Member of the Chamber of Deputies
- In office 15 May 1933 – 15 May 1941
- Constituency: 7th Departmental Grouping (Santiago), Third District

Personal details
- Born: 26 August 1904 Valdivia, Chile
- Died: 16 January 1961 (aged 56)
- Party: Radical Party
- Spouse: Rebeca de la Cruz Rojas
- Children: 5
- Parent(s): Justiniano Sotomayor Zavalla Rosa Pérez Cotapos
- Profession: Lawyer

= Justiniano Sotomayor =

Chilean politician

Justiniano Sotomayor Pérez Cotapos (26 August 1904 – 16 January 1961) was a Chilean politician and lawyer who served as deputy of the Republic.

== Biography ==
Sotomayor Pérez Cotapos was born in Valdivia, Chile, on 26 August 1904. He was the son of Justiniano Sotomayor Zavalla and Rosa Pérez Cotapos.

He studied at the College of the Sacred Hearts of Santiago and later at the Faculty of Law of the University of Chile. He was sworn in as a lawyer on 5 May 1930.
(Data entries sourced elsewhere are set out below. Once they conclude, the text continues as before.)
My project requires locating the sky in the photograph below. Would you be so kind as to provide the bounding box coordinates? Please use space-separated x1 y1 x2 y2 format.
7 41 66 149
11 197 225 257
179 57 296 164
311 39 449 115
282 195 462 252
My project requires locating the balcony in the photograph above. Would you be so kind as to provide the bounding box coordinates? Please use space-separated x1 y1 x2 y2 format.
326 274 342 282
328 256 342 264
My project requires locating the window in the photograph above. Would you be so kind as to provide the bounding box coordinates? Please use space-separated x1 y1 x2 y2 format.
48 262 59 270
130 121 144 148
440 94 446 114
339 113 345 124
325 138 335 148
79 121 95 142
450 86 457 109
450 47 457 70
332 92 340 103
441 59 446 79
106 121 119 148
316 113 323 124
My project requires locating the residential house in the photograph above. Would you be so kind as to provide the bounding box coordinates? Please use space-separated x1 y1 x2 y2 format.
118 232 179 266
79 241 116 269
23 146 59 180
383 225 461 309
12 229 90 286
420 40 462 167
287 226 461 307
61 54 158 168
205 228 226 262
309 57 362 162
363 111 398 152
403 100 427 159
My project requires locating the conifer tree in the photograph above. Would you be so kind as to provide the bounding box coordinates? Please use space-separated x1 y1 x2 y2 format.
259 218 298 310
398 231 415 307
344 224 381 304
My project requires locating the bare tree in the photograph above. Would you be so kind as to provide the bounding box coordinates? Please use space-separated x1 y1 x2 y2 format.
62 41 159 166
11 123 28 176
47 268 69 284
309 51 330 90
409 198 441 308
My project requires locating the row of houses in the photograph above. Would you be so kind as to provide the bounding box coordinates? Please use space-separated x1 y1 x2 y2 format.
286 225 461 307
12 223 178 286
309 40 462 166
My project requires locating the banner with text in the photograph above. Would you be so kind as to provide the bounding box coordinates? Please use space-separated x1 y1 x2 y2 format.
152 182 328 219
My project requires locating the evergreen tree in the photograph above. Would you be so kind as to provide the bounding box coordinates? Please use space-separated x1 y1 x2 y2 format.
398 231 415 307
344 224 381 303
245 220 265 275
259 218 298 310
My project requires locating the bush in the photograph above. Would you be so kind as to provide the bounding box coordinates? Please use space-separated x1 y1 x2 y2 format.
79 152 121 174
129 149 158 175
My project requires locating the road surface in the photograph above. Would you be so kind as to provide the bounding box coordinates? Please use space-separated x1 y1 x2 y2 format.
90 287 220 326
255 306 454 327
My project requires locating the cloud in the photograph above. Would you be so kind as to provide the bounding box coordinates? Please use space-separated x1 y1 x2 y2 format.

Between 1925 and 1926, he worked at the Small Claims Court (Juzgado de Menor Cuantía). He later taught at the School of Physical Education between 1931 and 1932 and concurrently at the Higher Institute of Commerce. In 1932, he served as legal secretary of the Intendancy of Santiago. He was a professor of Political and Social Economy at the Law School of the University of Chile.

He served as adviser to the Permanent Delegation of Chile to the United Nations, acting as administrative head of the Technical Industrial Cooperation Service under the Point Four Program. He was also a delegate and president of the Chilean representation to the International Labour Conference held in Havana. He served as fiscal officer of mechanized equipment for two years.

He married Rebeca de la Cruz Rojas on 1 September 1928, with whom he had five children.

== Political career ==
Sotomayor Pérez Cotapos was a member of the Radical Party. In 1936, he was one of the promoters of the Popular Front political coalition in Chile.

He was elected Deputy for the Seventh Departmental Grouping (Santiago), Third District, for the 1933–1937 legislative period. During this term, he served as substitute member of the Standing Committees on Internal Government and on Internal Police and Regulations, and was a member of the Standing Committee on Foreign Relations and Commerce.

He was re-elected for the same constituency for the 1937–1941 legislative period. During this term, he served as a member of the Standing Committee on Foreign Relations and as substitute member of the Standing Committee on Constitution, Legislation and Justice. In 1938, he was stripped of parliamentary immunity by the Court of Appeals at the request of the government.

== Other activities ==
He was a member of the Firefighters’ Corps, the League of Poor Students, and the Chilean Bar Association. He was also a member of the Club de la Unión.

== Death ==
Justiniano Sotomayor Pérez Cotapos died on 16 January 1961.